Eine Versöhnungszeremonie nach dem Vorbild des Stammvaters kann den Weg zum Frieden ebnen

Ich meine, dass nur islamische Barmherzigkeit diese Sicherheit garantieren kann! Aber wodurch kann die dafür nötige islamische Barmherzigkeit hervorgerufen werden?

Ich meine, dass die Muslime ihre islamische Barmherzigkeit wiederfinden können, indem sie die Schmerzen der Juden fühlen, die zu deren zionistischem Projekt geführt haben. Ich meine aber auch, dass es den Muslimen wesentlich leichter fallen würde, die Juden in diesem Land willkommen zu heißen, wenn Israel ihnen heute eine Versöhnungszeremonie anbieten würde, die an die Versöhnung ihres Stammvaters Jakob/Israel mit seinem Bruder Esau erinnert.

 

Die Führer der Muslime und der Juden können diesen Weg vorzeichnen

Damit das aber möglich wird, verehrte Führer der Muslime, bitten Sie bitte Ihre Anhänger, den Schmerz und die Angst zu fühlen, die das Motiv hinter dem gesamten zionistischen Projekt waren.

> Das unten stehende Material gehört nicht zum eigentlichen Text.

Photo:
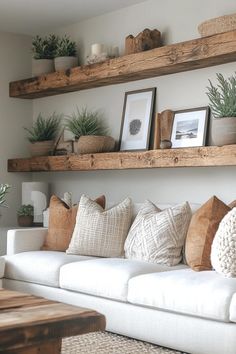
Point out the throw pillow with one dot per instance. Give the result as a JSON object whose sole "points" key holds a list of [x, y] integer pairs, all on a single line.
{"points": [[223, 251], [100, 232], [61, 223], [158, 236], [202, 229]]}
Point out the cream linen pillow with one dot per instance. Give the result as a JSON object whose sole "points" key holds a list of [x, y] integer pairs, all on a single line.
{"points": [[100, 232], [223, 251], [158, 236]]}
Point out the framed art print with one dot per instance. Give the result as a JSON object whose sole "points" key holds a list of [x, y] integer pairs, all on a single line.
{"points": [[189, 127], [136, 119]]}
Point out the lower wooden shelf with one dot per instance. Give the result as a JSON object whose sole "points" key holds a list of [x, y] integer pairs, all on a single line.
{"points": [[183, 157]]}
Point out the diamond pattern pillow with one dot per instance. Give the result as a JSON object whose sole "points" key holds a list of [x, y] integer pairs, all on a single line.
{"points": [[100, 232], [158, 236]]}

Und dann, verehrte Führungspersönlichkeiten der Muslime, empfehlen Sie bitte der Regierung Israels, den Name „Israel“ gebührend zu würdigen und im Gedenken an die Rückkehr ihres Vaters Jakob aus seinem Exil eine der heutigen Situation angemessene Versöhnungszeremonie zu veranstalten – auch wenn dieses Ereignis im Koran nicht erwähnt wird.

Bitte stützen Sie sich auf die biblische Geschichte, die den Namen „Israel“ als ein Symbol für Israels Fähigkeit zu höchstem Mitgefühl beschreibt. Bitte bitten Sie Israel dieses Mitgefühl heute zu zeigen.

Und bitte empfehlen Sie dieses Vorgehen den Majestäten in der Welt des Islam, an König Abdullah von Jordanien, an König Mohammed von Marokko und an König Salman von Saudi Arabien. Bitte empfehlen Sie den Majestäten, die Schmerzen der Juden zu fühlen, denn diese Schmerzen haben dazu geführt, dass die fremde Entität Israel im Herzland der Umma angesiedelt worden ist.

Wenn die Schmerzen beider Seiten einmal in ihrer ganzen Tiefe verstanden werden, wird es keine Feinde mehr geben. Dann wird es nur Maßnahmen geben, die geeignet sind, alle Schmerzen der Vergangenheit aufzulösen, ohne weitere Leiden zu verursachen.